A Practitioner's Guide to Machine Learning takes a narrative approach to introduce machine learning topics to the readers. The topics include Nearest Neighbors, Association Rules, Clustering, Decision Tree, Logistic Regression, Feature Selection, Naive Bayes, Neural Network, Support Vector Machines, Ensemble Model, and Gradient Boosting.
The publication helps readers formulate their ways to execute machine learning algorithms, evaluate the algorithms’ performances, and make evidence-based decisions. In addition, it raises the readers’ awareness of the strengths and limitations of various machine learning algorithms. Throughout the book, the author reminds the readers of the process of practicing machine learning. That includes understanding requirements, scoping the problem, acquiring data, preparing data, developing the program codes, retrieving the output, interpreting the results, and drawing the conclusions. Last and most importantly, check if the conclusions can satisfy the requirement or not.

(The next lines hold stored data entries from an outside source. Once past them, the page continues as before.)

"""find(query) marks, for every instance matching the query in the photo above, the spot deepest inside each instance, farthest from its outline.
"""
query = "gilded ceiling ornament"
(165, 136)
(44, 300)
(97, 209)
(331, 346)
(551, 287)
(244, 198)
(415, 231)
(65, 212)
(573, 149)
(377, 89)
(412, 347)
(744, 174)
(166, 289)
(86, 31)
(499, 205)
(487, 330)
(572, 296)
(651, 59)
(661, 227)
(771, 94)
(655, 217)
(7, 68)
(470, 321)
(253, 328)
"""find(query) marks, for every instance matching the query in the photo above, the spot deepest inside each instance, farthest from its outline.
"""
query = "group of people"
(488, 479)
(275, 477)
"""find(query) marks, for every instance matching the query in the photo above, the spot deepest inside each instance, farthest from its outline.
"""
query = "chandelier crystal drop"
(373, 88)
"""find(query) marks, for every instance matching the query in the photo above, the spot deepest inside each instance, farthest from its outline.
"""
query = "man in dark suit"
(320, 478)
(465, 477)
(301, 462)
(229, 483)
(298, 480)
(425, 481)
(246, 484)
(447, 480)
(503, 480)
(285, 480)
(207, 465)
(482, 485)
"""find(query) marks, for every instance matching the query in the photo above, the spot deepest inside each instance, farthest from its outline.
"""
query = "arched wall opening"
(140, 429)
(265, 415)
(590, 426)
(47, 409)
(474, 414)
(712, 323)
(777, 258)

To this end, the author structures each chapter with these goals in mind. At the beginning of each chapter, the author describes a business problem by telling the readers an everyday story. After using the business problem to lay out the argument for the need for the machine learning algorithm, a theory is then presented, a description of the implementation, some recommend open-source libraries, and walk through examples with code snippets. Finally, each chapter concludes with a self-reflection on the topic. In addition, readers can exercise their understanding of the machine learning topic at the end of each chapter.
Ming-Long
Lam
Mr. Ming-Long Lam is a data science researcher, developer, and educator with more than twenty-eight years of data science practice in software development, property and casualty insurance, and retail financial service industries. Dr. Lam has strong expertise in developing statistical and machine learning algorithms, customizing solutions for analyzing person data, and implementing solutions as in major analytical software.

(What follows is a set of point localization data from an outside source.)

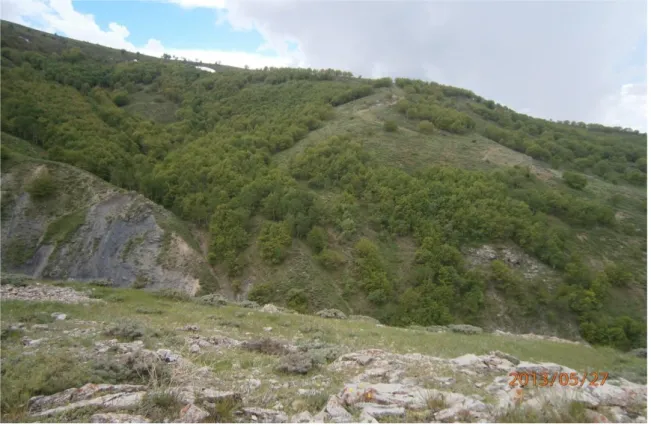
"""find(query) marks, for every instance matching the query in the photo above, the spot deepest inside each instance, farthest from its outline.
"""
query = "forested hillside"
(410, 201)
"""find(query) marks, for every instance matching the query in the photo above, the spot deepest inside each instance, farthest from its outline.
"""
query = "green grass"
(157, 320)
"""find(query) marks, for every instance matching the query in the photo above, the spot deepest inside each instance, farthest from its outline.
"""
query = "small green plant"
(42, 186)
(129, 331)
(390, 126)
(575, 180)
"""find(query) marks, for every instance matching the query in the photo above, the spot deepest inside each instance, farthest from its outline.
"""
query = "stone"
(269, 308)
(331, 313)
(113, 401)
(73, 395)
(295, 363)
(114, 418)
(378, 411)
(506, 356)
(465, 329)
(167, 356)
(266, 415)
(214, 396)
(303, 417)
(337, 412)
(192, 414)
(595, 417)
(638, 352)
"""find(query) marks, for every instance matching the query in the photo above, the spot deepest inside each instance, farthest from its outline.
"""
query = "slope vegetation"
(409, 201)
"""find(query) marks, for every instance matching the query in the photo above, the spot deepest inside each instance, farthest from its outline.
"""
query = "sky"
(561, 60)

Dr. Lam is currently a Principal Research Statistician Developer at the SAS Institute, and on the faculty of the Department of Computer Science at the Illinois Institute of Technology and the Master of Science in Analytics program at the University of Chicago. Before joining the SAS Institute, Dr. Lam had a rewarding career in directing the development of analytical features in SPSS. In between these two major statistical software vendors, Allstate recruited Dr. Lam to sophisticate their insurance rating plans and to discover their most valuable customers. Dr. Lam also joined Chase to develop new performance assessment models for recruiting retail financial staff and for increasing their tenures at the bank.
Dr. Lam has co-published the book Using Data Analysis to Improve Student Learning: Toward 100% Proficiency. Dr. Lam earned his bachelor’s degree in mathematics and his master’s degree in statistics from the Chinese University of Hong Kong. Dr. Lam also earned his doctorate in statistics from the University of Chicago.